`@fastmath` is not applied to macros

Today I discovered that @fastmath is not applied to inlined function calls (maybe this should be in the docs?), I understand that there is a good reason behind it.

However I would have expected this to work on expressions returned by macros, but this doesn’t seem to be the case:

macro m_fma(a, b, c)
    return esc(quote $a * $b + $c end)
end

f_fma(a, b, c) = a * b + c

@fastmath fma_macro(a, b, c) = @m_fma(a, b, c)
@fastmath fma_func(a, b, c) = f_fma(a, b, c)
@fastmath fma_direct(a, b, c) = a * b + c

Then when inspecting the code of each function:

julia> @code_llvm debuginfo=:none fma_macro(1.1, 2.2, 3.3)
define double @julia_fma_macro_246(double %0, double %1, double %2) #0 {
top:
  %3 = fmul double %0, %1
  %4 = fadd double %3, %2
  ret double %4
}

julia> @code_llvm debuginfo=:none fma_func(1.1, 2.2, 3.3)
define double @julia_fma_func_248(double %0, double %1, double %2) #0 {
top:
  %3 = fmul double %0, %1
  %4 = fadd double %3, %2
  ret double %4
}

julia> @code_llvm debuginfo=:none fma_direct(1.1, 2.2, 3.3)
define double @julia_fma_direct_250(double %0, double %1, double %2) #0 {
top:
  %3 = fmul fast double %1, %0
  %4 = fadd fast double %3, %2
  ret double %4
}

@fastmath was applied only on fma_direct, but not on fma_macro. I believe that it is because @fastmath doesn’t expand macros:

julia> (@macroexpand @m_fma(1.1, 2.2, 3.3)) == (@macroexpand @fastmath @m_fma(1.1, 2.2, 3.3))
true

This gives rise to an irregular behavior, where a function written explicitly can be more performant that its macro counterpart.
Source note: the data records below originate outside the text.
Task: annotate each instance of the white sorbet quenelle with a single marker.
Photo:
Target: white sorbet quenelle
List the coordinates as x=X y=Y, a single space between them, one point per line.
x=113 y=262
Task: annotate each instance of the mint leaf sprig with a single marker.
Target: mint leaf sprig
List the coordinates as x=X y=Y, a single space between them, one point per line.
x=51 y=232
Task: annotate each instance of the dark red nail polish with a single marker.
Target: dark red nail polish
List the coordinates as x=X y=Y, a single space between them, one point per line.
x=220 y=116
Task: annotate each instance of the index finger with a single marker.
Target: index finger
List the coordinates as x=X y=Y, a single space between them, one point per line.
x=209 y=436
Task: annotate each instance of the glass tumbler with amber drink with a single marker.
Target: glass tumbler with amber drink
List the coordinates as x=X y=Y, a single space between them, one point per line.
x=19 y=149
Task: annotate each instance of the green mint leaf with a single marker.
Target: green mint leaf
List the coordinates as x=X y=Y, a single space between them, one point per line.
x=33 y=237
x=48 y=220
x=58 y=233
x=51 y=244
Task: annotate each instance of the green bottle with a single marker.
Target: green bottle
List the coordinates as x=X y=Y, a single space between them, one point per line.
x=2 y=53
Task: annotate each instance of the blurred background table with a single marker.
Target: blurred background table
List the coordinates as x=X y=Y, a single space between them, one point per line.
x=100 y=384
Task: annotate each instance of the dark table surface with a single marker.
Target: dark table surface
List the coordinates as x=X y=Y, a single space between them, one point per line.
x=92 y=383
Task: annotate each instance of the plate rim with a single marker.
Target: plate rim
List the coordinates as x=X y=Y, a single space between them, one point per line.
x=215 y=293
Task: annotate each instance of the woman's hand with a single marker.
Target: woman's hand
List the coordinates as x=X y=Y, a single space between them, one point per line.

I imagine this behavior is somewhat intended, but is it intuitive?
Since macros inject code into its callee, shouldn’t this code be applied to @fastmath too?

The main problem I have with @fastmath currently, is that this behavior is is not explicitly stated in the docs. Not propagating @fastmath is a quite important thing to consider when coding for performance.
I originally encountered this issue when tracking down a difference of performance with a near-identical C++ code, and it took me quite a while to find the source.

1 Like

I wouldn’t necessarily expect that, no - it would require @fastmath recursively expanding every macrocall it encounters.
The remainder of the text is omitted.